FIG. 2 is an exemplary flow chart for generating text features according to some embodiments of the present description for converting collected knowledge content into structured vector data, including: inputting text data: "Zhang Sanvisited Beijing hometown museum, he stroked for two more hours, seen many national treasures-grade relics, where he liked the blue and white porcelain of Qianlong dynasty. "Chinese word segmentation algorithm based on BERT carries out word segmentation on text data: "Zhang Sanzhen/visited/Peking/Dekken doctor's college/,/he/stroll/two/multiple/hour/,/see/many/national treasures grade/relic/,/wherein/he/most/like/Qianlong/facing/blue-white/porcelain/. The' BiLSTM-CRF algorithm carries out part-of-speech tagging on the segmented text: "Zhang San/nr visited/v/ul Beijing/ns hometown museum/n,/x he/r stroll/ul two/m more/m hours/n,/x see/v many/m national treasures grade/b cultural relics/n,/x wherein/r he/r most/d likes/v Qianlong/nr toward/n/ude 1 blue and white/n porcelain/n. /x). The BiLSTM-CRF algorithm based on the attention mechanism carries out named entity recognition: "Zhang Sanzhen/person visiting/v/ul Beijing/Place name hometown museum/scenic spot,/x he/r stroll/ul two/m more/m hours/t,/x see/v many/ul national treasures grade/z cultural relics/n,/x wherein/r he/r most/d likes/v Qianlong/person name facing/n/ude 1 blue and white/n porcelain/n. /x). Initializing a pre-training BERT model, and loading a word list and model parameters. Here a chinese BERT-Base pre-training model is employed. The text after named entity recognition, "Zhang Sanren name visited/v/ul Beijing/place name hometown museum/attraction,/x he/r stroll/v/ul.." converts the input text into a BERT acceptable input format, i.e., wordPiece, beginning with the [ CLS ] tag and ending with the [ SEP ] tag. And inputting WordPiece representations into the loaded BERT model, and extracting codes corresponding to the text to obtain BERT representations of the text. By adding a pooling layer at the last layer of the BERT, semantic feature vectors of text BERT codes are extracted, wherein the extracted vector dimension is 768 dimensions. And carrying out L2 normalization processing on the semantic feature vector of the text BERT code to obtain a final text semantic feature vector serving as a text feature.
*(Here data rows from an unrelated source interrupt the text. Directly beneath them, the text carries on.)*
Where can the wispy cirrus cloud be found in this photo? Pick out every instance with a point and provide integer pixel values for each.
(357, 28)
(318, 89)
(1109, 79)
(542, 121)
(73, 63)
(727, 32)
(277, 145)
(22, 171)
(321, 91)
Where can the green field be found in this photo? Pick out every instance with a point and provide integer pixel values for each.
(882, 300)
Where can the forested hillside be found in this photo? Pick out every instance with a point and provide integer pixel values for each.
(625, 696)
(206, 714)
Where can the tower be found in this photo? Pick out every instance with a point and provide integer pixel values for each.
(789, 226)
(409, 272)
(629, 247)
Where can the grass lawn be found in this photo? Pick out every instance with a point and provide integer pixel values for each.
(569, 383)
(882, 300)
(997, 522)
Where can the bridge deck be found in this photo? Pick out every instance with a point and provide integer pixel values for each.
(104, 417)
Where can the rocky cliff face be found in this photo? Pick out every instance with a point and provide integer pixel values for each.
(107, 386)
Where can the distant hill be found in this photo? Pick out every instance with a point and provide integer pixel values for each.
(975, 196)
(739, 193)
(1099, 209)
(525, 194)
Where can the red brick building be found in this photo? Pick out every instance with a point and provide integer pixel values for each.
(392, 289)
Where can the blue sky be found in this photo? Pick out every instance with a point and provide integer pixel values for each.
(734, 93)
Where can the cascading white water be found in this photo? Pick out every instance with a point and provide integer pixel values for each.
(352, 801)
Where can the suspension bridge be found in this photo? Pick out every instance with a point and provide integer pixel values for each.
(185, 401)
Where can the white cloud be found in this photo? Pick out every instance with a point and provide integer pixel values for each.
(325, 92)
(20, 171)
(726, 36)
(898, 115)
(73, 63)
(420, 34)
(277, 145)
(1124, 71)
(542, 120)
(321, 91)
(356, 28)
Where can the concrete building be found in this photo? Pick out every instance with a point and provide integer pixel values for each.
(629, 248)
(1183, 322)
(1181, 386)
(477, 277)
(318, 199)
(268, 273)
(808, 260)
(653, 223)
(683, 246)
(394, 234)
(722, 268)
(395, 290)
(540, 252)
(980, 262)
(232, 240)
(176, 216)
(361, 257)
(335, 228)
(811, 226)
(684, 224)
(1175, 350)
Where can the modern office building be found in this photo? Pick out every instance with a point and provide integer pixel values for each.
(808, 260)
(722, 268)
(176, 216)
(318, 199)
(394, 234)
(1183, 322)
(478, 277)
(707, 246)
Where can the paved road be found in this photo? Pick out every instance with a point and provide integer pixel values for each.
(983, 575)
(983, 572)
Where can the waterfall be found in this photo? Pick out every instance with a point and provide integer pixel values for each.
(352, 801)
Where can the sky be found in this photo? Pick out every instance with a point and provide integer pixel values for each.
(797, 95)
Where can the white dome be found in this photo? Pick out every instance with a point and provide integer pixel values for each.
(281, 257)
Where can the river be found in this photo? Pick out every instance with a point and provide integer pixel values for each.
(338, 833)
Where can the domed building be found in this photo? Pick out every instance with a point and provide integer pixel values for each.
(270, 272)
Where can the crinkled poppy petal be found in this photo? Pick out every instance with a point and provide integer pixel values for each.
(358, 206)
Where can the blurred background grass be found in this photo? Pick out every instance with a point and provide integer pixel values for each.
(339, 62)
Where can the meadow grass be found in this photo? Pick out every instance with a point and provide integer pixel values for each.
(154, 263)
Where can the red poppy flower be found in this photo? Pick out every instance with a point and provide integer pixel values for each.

FIG. 3 is an exemplary flow chart for generating visual features according to some embodiments of the present description, loading a pre-trained YOLOv s object-detection model that has been pre-trained on a COCO dataset. And reading the input image, and adjusting the size of the picture to 640x640 to serve as a model input picture. And inputting the pictures with the adjusted sizes into a YOLOv s model for forward calculation to obtain a prediction frame and a prediction category. Filtering is carried out by using a confidence threshold value of 0.5, and a prediction frame with low confidence is removed. NMS processing is performed to remove duplicate prediction frames. The final output test results were as follows: class_id:0, score:0.95, b box: [ x1, y1, x2, y2] (case 1), class_id:0, score:0.92, b box: [ x3, y3, x4, y4] (case 2), class_id:0, score:0.90, b box: [ x5, y5, x6, y6] (case 3), class_id:1, score:0.85, b box: [ x7, y7, x8, y8] (vase 1), class_id:1, score:0.88, b box: [ x9, y9, x10, y10] (vase 2). The above is to use YOLOv to detect the targets and output detailed implementation flow of detection frames and categories, and detect that 3 exhibit boxes and 2 vase targets exist in the picture.

A pre-trained Deeplabv model is loaded, which is pre-trained on pixel-level classification tasks. The input image is read and the resolution is adjusted to 512x512 as Deeplabv model input. The image is input into Deeplabv models for forward computation to obtain the prediction category of each pixel. Mapping prediction categories to different semantic tags, for example: 0: background 1: wall 2: floor 3: exhibition stand, 4: showcase 5: portrait 6: and (5) an exhibit. And (5) regularizing, and reassigning the categories to the scattered point areas with small areas. Finally, outputting a semantic segmentation graph, wherein different semantics are represented by different colors: the background is white, the wall is grey, the floor is brown, the exhibition stand is yellow, the portrait is pink, and the exhibited article is green.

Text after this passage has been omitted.